Polisi menambahkan, “Mobil yang dia gunakan pun mobil sewaan. Jadi jelas, dia hanya alat.”
Nicholas maju selangkah, sorot matanya tajam menusuk. “Siapa yang nyuruh kamu?”
Pria itu menelan ludah, lalu mengangkat wajahnya perlahan. “Saya nggak tahu namanya, Pak. Tapi... dia perempuan. Masih muda... tinggi, putih, cantik... penampilannya seperti orang kaya raya. Dari cara dia bicara, saya yakin dia orang berada.”
Jason mengepalkan tangannya keras-keras. “Dan apa perintahnya?”
“Hanya... hanya untuk nyelakain seorang perempuan yang tinggal di komplek Garden. Setelah itu saya langsung dikasih uang,” jawab pria itu gemetar.
Nicholas tampak termenung, pikirannya berpacu keras.
Jason kembali mendesak, suaranya penuh tekanan. “Pertama kali kamu ketemu dia di mana?”
“Di depan pasar, Pak. Saya biasanya kerja serabutan di sana. Dia manggil saya, nawarin pekerjaan. Uangnya besar sekali, jadi saya... saya nggak mikir panjang. Saya salah...”
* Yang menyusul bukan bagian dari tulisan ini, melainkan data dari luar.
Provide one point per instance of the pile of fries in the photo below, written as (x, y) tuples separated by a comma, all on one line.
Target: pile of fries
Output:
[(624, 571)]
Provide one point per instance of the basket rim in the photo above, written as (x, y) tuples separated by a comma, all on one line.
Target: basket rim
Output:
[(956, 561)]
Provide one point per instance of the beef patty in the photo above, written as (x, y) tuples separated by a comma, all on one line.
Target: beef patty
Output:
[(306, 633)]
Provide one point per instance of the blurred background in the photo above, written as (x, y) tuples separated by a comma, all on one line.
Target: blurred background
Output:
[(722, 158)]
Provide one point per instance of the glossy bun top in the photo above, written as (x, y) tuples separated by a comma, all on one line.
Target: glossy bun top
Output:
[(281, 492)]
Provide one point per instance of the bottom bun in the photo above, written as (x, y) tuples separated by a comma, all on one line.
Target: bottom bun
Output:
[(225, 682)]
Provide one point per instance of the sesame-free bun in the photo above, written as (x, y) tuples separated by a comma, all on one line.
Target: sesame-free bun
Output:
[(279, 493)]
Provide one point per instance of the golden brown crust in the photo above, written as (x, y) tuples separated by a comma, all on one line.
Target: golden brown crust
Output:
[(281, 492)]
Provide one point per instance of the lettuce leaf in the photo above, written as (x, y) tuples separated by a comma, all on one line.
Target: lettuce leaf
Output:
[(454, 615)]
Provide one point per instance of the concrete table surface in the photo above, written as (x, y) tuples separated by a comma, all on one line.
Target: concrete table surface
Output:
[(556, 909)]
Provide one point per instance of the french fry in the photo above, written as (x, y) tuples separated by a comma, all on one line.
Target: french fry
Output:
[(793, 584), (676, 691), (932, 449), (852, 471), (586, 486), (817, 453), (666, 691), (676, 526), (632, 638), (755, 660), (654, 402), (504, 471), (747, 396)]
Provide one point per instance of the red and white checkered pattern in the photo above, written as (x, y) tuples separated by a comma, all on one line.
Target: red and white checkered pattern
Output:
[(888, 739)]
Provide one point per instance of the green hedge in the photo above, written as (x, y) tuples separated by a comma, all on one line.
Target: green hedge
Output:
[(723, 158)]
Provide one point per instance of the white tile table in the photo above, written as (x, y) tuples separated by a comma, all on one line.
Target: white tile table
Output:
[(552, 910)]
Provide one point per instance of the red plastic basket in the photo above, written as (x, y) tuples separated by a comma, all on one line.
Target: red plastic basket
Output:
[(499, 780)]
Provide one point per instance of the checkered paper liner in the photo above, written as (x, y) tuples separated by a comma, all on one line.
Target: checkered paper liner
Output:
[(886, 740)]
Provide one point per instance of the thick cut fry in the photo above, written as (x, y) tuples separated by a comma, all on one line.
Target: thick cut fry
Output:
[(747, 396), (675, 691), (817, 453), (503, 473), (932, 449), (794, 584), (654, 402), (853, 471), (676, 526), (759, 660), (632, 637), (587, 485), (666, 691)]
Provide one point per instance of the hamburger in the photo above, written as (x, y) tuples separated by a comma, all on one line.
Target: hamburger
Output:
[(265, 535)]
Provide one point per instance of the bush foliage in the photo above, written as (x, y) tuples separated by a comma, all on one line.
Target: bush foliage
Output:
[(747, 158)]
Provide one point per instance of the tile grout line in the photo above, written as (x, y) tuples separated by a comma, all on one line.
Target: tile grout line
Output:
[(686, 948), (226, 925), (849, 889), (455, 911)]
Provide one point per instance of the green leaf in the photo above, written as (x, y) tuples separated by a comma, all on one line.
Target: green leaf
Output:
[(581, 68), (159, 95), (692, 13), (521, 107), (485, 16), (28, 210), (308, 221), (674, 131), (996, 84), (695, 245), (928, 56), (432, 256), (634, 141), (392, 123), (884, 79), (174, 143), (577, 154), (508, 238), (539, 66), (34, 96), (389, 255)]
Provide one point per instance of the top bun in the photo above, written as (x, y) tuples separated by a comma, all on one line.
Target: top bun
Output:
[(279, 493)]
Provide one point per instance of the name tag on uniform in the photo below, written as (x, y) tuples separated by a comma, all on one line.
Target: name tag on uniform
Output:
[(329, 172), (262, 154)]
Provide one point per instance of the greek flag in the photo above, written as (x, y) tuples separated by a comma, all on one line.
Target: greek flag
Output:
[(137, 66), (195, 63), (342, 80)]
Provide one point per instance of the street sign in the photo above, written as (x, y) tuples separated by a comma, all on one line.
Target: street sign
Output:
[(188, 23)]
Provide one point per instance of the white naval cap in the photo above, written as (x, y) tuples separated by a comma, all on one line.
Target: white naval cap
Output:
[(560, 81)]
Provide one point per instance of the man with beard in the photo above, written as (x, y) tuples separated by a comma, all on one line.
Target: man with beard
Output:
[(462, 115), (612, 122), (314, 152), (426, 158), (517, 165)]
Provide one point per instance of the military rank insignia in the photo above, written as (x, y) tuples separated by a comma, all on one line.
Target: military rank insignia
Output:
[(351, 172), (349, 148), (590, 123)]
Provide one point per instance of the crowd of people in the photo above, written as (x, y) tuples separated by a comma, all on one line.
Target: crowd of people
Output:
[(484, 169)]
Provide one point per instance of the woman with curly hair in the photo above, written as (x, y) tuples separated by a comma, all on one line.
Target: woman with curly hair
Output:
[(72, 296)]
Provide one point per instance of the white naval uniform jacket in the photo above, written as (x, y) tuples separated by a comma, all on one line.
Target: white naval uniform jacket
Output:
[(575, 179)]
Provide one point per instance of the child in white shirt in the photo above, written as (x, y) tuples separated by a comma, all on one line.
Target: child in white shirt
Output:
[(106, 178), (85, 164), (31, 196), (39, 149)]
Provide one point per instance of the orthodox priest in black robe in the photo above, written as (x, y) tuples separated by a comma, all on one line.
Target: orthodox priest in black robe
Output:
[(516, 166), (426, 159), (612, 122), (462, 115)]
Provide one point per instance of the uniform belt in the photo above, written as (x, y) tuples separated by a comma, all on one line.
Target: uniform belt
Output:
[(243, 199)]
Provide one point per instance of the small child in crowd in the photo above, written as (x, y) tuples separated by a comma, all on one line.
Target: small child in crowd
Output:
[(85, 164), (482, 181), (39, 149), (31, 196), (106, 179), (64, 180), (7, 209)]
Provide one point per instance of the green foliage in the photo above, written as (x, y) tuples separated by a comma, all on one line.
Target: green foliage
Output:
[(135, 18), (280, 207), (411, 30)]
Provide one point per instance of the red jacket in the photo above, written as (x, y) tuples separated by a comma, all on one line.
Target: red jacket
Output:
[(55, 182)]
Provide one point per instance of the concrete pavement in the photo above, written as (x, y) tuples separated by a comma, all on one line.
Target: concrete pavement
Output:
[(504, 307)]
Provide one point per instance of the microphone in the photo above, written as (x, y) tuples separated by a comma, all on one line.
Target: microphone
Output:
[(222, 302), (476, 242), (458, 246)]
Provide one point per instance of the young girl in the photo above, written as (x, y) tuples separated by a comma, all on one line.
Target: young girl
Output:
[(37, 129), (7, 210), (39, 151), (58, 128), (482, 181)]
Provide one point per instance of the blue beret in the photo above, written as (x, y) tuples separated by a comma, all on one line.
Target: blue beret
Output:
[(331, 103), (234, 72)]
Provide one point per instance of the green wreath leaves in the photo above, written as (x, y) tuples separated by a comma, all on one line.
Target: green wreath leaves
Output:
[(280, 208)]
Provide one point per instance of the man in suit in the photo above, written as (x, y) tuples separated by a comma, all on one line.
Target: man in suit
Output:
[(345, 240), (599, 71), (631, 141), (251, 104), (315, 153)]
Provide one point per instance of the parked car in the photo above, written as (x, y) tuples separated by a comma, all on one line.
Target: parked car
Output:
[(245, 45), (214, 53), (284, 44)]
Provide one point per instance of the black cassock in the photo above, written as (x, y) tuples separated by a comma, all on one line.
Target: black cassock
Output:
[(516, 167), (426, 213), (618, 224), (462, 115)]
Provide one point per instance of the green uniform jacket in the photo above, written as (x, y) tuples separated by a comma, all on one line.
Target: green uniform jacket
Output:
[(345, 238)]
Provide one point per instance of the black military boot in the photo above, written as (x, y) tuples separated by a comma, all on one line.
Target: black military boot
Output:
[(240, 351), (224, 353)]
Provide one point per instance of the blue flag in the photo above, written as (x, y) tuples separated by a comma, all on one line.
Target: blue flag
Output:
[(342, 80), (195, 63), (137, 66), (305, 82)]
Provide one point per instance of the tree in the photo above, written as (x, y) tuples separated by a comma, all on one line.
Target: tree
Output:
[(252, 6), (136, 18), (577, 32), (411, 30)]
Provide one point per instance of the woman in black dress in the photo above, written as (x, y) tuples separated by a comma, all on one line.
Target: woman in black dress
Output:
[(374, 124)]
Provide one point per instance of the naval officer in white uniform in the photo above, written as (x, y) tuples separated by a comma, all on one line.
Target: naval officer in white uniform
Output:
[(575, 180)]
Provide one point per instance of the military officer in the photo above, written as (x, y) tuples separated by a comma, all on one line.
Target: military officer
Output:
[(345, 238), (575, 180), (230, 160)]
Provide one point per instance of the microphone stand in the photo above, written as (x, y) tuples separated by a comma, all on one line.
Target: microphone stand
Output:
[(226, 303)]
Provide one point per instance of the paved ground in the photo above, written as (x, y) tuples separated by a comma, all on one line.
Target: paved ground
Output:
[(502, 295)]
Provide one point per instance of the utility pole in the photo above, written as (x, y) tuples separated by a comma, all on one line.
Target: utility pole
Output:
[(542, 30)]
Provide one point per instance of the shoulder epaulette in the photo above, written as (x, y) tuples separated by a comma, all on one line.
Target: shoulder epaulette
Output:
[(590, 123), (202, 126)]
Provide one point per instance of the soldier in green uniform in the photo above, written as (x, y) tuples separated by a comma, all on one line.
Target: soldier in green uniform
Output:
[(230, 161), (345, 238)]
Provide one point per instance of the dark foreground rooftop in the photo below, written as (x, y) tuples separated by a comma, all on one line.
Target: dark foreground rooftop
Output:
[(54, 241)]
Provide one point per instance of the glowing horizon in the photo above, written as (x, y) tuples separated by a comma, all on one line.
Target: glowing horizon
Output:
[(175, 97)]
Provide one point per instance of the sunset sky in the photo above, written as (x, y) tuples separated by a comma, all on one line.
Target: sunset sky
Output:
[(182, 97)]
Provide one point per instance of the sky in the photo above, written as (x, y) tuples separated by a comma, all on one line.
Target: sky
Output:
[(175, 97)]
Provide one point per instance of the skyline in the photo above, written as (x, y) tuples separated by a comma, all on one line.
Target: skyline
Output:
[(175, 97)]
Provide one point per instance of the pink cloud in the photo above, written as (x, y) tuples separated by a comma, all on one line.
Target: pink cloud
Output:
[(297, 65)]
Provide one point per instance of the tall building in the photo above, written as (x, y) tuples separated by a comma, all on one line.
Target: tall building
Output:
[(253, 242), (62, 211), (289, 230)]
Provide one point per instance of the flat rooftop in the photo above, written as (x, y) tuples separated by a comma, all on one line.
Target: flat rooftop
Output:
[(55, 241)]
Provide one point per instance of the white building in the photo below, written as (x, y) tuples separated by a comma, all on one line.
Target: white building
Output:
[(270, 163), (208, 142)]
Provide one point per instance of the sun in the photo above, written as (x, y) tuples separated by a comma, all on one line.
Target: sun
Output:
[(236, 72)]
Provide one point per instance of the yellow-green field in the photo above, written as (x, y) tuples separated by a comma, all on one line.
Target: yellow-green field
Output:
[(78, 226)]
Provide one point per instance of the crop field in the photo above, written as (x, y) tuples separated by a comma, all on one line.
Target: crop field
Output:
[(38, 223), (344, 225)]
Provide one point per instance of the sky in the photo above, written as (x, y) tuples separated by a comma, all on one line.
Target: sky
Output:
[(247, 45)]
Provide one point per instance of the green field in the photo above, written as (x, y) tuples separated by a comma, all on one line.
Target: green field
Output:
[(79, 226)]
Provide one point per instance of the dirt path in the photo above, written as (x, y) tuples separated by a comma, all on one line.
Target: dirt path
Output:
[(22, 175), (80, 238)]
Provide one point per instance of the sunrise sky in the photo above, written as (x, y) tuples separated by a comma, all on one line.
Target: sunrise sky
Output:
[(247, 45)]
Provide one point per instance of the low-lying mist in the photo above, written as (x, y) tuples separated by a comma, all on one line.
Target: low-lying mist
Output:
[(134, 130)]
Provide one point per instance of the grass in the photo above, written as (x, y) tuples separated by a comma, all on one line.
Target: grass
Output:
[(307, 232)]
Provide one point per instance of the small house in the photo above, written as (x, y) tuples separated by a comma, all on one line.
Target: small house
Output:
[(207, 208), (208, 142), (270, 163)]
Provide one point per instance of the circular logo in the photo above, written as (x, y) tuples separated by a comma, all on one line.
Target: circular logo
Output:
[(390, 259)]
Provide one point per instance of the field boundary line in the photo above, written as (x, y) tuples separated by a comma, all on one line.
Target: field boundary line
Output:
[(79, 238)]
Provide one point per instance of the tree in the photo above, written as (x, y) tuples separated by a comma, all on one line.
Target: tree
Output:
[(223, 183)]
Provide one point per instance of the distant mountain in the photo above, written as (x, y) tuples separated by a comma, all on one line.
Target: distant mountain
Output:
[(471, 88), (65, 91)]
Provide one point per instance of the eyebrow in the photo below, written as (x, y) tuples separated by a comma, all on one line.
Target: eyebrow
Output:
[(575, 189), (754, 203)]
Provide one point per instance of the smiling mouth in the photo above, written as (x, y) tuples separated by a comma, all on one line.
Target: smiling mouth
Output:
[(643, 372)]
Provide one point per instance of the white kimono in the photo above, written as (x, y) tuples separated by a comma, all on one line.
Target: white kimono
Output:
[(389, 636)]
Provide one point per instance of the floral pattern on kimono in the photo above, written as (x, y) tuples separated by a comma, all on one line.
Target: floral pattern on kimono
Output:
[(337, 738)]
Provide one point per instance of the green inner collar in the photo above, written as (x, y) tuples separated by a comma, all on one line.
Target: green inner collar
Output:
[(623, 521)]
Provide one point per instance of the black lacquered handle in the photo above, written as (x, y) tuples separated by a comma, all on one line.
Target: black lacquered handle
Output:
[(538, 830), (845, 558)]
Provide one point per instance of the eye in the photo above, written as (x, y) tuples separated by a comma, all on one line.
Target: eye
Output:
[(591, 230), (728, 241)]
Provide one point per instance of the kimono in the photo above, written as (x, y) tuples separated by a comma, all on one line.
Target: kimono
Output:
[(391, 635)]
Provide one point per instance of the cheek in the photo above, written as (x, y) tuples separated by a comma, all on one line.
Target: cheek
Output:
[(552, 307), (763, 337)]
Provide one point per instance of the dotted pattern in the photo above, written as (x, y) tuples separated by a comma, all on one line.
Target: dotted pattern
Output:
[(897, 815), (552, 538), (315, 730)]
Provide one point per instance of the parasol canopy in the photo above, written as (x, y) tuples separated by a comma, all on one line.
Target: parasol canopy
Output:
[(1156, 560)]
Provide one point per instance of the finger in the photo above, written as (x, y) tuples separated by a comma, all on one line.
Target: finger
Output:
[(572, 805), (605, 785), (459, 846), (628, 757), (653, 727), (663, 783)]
Nicholas mendecak pelan. “Orang itu bodoh. Biasanya yang seperti ini, mereka pakai orang profesional—pembunuh bayaran. Bukan orang awam kayak kamu.”
Jason menimpali dingin, “Kalau pembunuh bayaran, uang yang keluar pasti jauh lebih banyak. Jadi dia pilih jalan pintas.”
Nyonya Amanda yang sejak tadi terdiam, akhirnya bersuara. “Kapan kamu terakhir bertemu perempuan itu?”
“Sekitar dua hari lalu, Bu.”
Nyonya Amanda langsung menoleh ke arah polisi. “Tolong periksa rekaman CCTV di depan pasar dua hari lalu. Pasti ada jejaknya.”
Petugas segera bergerak. Waktu berjalan menegangkan. Setiap detik terasa begitu lambat. Hingga akhirnya, setelah menunggu hampir setengah jam, rekaman CCTV berhasil didapatkan.
Mereka semua menatap layar dengan mata lebar, sementara pelaku diminta menunjukkan titik ia bertemu perempuan tersebut. Hingga akhirnya, satu rekaman menghentikan napas mereka—si pelaku tampak jelas berbicara dengan seseorang di dalam mobil.
Wajah Nyonya Amanda mengernyit, lalu tiba-tiba matanya membesar, tubuhnya bergetar kala mengenali mobil itu. “Astaga...” serunya spontan.
Nicholas langsung menoleh. “Kenapa, Ma?”
Dengan tangan gemetar, Nyonya Amanda merogoh ponselnya, membuka galeri, lalu menunjukkan sebuah foto keluarga pada pelaku. Ia menunjuk sosok seorang perempuan di foto itu. “Apa yang nyuruh kamu... perempuan ini?”
Pelaku menatap lama foto itu, lalu mengangguk. “Benar, Bu. Beliau yang nyuruh saya.”
Suasana di ruangan seketika membeku. Nyonya Amanda menutup mulutnya, wajahnya pucat pasi. Air matanya hampir jatuh ketika satu nama keluar dari bibirnya dengan suara bergetar—
“Angelina....” gumamnya, tak percaya.